Все это я узнала от Риза Кармоди спустя неделю после разговора Тома с Клэем Дэбни. Однажды в конце июня юрист появился у моей двери в густых неподвижных сумерках, чтобы спросить, не желаю ли я отправиться на Козий ручей, и выяснить, что я могу сделать для Тома.
— Все выглядит так, будто он окончательно отдаляется от мира и уходит в дикость, — проговорил Риз. Впервые за все время знакомства с ним его слова звучали более чем невнятно, а в дыхании ощущался кислый запах алкоголя.
— Ты нужна ему, Энди, — упрашивал Риз. — Он не допускает нас к себе, но я думаю, что тебя он пустит. Там, в глубине болот, он начинает умирать, или что-то в этом роде. Не знаю точно, в чем дело. Здесь и леса, и вода, и, конечно, беспокойство по поводу Скретча. И, должно быть, одиночество. Тоска по тебе и Хилари, я думаю. Боюсь, он просто… проиграет. Я знаю, между вами что-то произошло, но ты должна понимать, какое имеешь для него значение. Не смогла бы ты поехать к нему? Просто посмотреть, что происходит. Только один раз?
— Не могу, — ответила я; утомление было таким огромным, что даже слова звучали бессильно. — Я не могу, Риз. Я… Там опасно. Том прав в отношении воды. И Том… перешагнул границу, за которую я не могу идти. Как тебе известно, у меня ребенок. Я не свободна следовать за Томом куда-то в его воображении.
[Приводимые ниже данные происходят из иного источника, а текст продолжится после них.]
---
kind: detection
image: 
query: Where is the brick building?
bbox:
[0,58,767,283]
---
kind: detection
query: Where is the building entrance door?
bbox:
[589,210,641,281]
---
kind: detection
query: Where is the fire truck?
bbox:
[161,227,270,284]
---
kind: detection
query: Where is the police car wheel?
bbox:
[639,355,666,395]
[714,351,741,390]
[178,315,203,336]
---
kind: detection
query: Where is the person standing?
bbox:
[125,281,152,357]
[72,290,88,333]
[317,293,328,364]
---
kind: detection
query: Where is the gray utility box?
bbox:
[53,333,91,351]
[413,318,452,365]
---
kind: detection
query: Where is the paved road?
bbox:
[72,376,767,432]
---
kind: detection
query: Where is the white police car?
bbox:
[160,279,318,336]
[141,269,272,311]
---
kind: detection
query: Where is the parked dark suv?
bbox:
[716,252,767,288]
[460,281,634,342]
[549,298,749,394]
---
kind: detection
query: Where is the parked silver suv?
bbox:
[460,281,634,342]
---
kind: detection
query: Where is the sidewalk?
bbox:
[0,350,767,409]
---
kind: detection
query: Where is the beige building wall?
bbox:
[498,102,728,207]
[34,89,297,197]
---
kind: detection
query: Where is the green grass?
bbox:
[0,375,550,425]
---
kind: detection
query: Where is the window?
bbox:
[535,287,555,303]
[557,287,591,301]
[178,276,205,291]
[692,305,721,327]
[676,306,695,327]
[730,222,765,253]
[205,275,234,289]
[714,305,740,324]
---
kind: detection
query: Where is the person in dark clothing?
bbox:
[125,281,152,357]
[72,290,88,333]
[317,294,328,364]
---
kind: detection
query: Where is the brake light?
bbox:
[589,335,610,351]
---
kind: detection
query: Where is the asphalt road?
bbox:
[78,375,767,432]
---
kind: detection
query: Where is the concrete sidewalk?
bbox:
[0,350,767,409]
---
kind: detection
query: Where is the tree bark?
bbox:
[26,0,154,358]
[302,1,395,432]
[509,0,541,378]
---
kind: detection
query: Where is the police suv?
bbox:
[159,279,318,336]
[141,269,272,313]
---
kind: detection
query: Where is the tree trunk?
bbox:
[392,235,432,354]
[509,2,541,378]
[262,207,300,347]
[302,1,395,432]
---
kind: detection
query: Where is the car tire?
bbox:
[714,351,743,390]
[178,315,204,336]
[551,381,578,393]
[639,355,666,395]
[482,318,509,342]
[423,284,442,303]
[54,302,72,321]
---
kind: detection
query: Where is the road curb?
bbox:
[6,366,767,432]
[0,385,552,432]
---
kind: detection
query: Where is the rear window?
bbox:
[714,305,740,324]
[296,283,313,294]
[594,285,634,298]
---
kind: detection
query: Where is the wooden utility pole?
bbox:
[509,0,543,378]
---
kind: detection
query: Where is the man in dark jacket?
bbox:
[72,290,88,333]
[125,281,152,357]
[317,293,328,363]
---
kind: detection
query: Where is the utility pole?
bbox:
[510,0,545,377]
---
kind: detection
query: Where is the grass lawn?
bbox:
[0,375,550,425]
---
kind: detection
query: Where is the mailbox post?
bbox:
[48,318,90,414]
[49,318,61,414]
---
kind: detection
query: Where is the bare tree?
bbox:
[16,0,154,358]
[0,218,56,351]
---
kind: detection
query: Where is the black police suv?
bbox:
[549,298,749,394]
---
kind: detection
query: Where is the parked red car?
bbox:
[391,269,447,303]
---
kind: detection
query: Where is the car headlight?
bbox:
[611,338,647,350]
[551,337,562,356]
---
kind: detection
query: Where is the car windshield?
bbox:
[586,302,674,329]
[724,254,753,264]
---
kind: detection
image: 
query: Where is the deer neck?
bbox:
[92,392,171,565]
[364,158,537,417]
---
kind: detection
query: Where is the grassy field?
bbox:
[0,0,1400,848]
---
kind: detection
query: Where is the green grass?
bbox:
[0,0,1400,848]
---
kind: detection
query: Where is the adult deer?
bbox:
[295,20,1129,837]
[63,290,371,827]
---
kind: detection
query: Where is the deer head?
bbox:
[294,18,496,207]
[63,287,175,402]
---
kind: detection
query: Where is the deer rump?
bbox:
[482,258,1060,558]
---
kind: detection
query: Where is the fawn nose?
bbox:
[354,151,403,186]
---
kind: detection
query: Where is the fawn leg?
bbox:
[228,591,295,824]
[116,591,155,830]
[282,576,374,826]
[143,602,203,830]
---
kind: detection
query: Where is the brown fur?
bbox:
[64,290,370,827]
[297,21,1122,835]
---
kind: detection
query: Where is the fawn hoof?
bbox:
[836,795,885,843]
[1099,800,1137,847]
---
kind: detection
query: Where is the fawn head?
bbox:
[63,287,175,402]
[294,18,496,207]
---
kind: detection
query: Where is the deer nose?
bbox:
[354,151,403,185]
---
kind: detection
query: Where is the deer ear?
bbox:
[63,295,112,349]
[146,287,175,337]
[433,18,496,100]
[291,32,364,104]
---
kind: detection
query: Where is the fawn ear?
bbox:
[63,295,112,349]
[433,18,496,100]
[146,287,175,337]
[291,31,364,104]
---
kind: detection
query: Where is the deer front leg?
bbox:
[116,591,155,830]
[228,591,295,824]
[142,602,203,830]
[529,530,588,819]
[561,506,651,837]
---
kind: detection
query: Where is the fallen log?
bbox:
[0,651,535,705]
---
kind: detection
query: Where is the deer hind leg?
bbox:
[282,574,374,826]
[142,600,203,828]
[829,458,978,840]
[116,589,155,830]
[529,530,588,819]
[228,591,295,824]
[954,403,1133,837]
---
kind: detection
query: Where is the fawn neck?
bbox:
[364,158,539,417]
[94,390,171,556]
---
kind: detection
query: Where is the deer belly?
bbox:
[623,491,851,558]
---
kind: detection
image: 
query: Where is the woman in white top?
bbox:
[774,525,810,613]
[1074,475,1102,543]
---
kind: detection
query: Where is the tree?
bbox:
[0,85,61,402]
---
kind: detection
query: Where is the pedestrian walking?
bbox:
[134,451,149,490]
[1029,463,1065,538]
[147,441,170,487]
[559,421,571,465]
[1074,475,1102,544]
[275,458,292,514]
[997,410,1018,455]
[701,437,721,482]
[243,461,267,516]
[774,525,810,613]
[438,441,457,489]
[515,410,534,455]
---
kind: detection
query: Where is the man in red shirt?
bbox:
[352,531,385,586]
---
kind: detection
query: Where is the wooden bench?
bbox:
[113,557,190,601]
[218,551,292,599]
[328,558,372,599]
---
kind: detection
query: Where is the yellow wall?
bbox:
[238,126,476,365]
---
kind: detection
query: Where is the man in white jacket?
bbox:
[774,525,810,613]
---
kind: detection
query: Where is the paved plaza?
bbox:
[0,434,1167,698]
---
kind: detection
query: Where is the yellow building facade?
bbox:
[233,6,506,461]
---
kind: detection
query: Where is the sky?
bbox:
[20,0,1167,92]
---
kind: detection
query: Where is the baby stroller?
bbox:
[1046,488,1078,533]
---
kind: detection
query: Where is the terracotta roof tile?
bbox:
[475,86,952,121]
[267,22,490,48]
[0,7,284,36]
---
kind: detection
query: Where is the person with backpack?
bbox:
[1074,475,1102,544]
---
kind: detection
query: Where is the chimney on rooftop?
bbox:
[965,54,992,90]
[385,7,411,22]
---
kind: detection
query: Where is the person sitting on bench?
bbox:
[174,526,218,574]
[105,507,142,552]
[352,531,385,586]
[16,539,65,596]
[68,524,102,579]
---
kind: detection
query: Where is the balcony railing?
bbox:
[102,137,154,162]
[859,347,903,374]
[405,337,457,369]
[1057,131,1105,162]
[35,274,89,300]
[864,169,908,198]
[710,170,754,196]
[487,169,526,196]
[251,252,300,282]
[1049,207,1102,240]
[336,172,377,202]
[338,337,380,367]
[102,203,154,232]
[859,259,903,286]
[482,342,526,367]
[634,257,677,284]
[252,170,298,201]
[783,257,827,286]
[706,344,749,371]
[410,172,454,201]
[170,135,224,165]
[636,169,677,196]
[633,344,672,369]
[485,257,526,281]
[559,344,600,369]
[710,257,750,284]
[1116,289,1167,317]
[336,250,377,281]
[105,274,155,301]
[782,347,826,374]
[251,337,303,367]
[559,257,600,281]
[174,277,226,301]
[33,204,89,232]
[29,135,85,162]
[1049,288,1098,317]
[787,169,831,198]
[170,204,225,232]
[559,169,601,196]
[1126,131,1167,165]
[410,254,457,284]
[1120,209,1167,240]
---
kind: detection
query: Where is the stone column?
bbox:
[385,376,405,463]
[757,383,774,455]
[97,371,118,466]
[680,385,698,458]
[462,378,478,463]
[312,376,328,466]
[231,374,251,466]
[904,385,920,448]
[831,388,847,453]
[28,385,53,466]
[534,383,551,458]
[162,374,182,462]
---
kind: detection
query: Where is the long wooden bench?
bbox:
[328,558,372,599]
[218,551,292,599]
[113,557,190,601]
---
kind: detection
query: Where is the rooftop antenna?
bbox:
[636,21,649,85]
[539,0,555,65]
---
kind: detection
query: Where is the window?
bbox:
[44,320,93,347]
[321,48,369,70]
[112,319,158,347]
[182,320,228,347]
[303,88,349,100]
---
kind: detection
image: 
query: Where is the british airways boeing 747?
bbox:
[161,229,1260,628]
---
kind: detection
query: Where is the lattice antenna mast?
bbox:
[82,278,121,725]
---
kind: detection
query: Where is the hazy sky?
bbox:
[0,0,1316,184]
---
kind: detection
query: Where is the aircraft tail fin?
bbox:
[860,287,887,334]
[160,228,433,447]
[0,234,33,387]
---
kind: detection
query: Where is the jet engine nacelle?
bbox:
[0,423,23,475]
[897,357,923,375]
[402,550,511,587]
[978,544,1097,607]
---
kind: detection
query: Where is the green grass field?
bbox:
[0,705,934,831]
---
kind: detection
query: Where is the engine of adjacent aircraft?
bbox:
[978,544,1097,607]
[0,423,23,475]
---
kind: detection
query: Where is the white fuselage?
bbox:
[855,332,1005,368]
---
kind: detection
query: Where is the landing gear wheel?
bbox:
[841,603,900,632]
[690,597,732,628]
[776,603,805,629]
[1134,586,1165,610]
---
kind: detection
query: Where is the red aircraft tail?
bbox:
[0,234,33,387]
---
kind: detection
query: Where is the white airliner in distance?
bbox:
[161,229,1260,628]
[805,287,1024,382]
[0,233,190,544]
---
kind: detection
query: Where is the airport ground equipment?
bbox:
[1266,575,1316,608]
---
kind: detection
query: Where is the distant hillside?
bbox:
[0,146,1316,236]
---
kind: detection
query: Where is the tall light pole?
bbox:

— Энди… ты одна из нас, — в его кротких глазах за склеенными очками появились слезы, легкие слезы алкоголя и печали, — ты прошла через обряд, ты знаешь все. Ты часть лесов, ты веришь…
К своему собственному удивлению, я начала плакать.
— Нет, — рыдала я. — Я не верю. Я верила Тому, а не лесам. Я не верю… во все это. Я верила Тому. А теперь он… покинул меня, леса больны, вода горит, а моя дочь ранена в самое сердце. Если ее ранят еще раз, она погибнет. Риз, всего лишь паз! Риз, все, чему он научил ее, — о лесах, животных, воде, — все, что она научилась любить больше всего на свете, любить настолько сильно, что отказалась от всего остального в жизни, ради чего она отказалась от детства, — Риз, разве ты не видишь, что все это было фальшью! Все это оказалось ложью! Леса загрязнены, животные умирают, а вода убивает…
Я перестала плакать, глубоко вздохнула и начала безмолвно молиться о том, чтобы вновь вернулось окутывающее, как одеялом, утомление. И оно пришло.
— Теперь ты понимаешь, почему я не могу поехать? — спросила я. — Понимаешь, почему ты не можешь просить меня об этом?
— Понимаю, — ответил Риз. — Но ты ошибаешься, Энди. Не леса и не вода оказались фальшью, а что-то другое… Но я понимаю тебя. И больше не буду просить. Но если ты считаешь, что можешь передумать, пожалуйста… позволь мне спросить тебя об одной вещи. Ты любишь Тома?